July 19, 2024
New Arthur Ross Gallery show explores the legacy of artist, scholar, and curator David Driskell. Drawing on the artist’s personal collection, the exhibition features Driskell’s work and works by Romare Bearden, Elizabeth Catlett, Jacob Lawrence, and others.
by Louisa Shepard | Penn Today | July 17, 2024
A new exhibition at the Arthur Ross Gallery explores the work and legacy of David Driskell, a leading American artist, scholar, and curator who was central to establishing African American art as a field of study.
The exhibition, “David C. Driskell and Friends: Creativity, Collaboration, and Friendship,” explores his friendships with other artists, drawing on his personal collection, with works by Romare Bearden, Elizabeth Catlett, Jacob Lawrence, Keith Morrison, James Porter, Hale Woodruff, and others, signifying the scope of his relationships across generations.
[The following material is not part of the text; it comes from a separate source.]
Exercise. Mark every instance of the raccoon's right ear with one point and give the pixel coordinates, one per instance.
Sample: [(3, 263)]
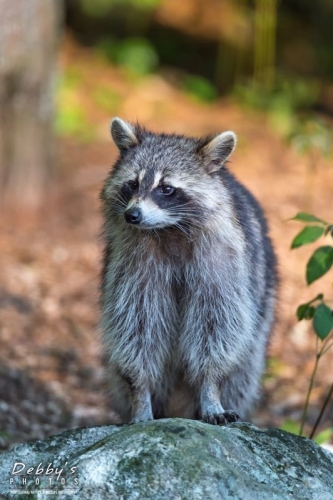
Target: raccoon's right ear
[(215, 151), (123, 134)]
The traveling exhibition is by the David C. Driskell Center for the Study of Visual Arts and the Culture of African Americans and the African Diaspora; all 35 artworks on view are from there, about a quarter of them by Driskell himself. The Arthur Ross Gallery is the last stop of the tour.
“This is a survey of African American art,” says Gwendolyn DuBois Shaw, the inaugural faculty director of the Gallery. “What ties it together is that all of these artists have a relationship to David Driskell, but the themes, the subjects, and the styles represent what so many artists had been doing.”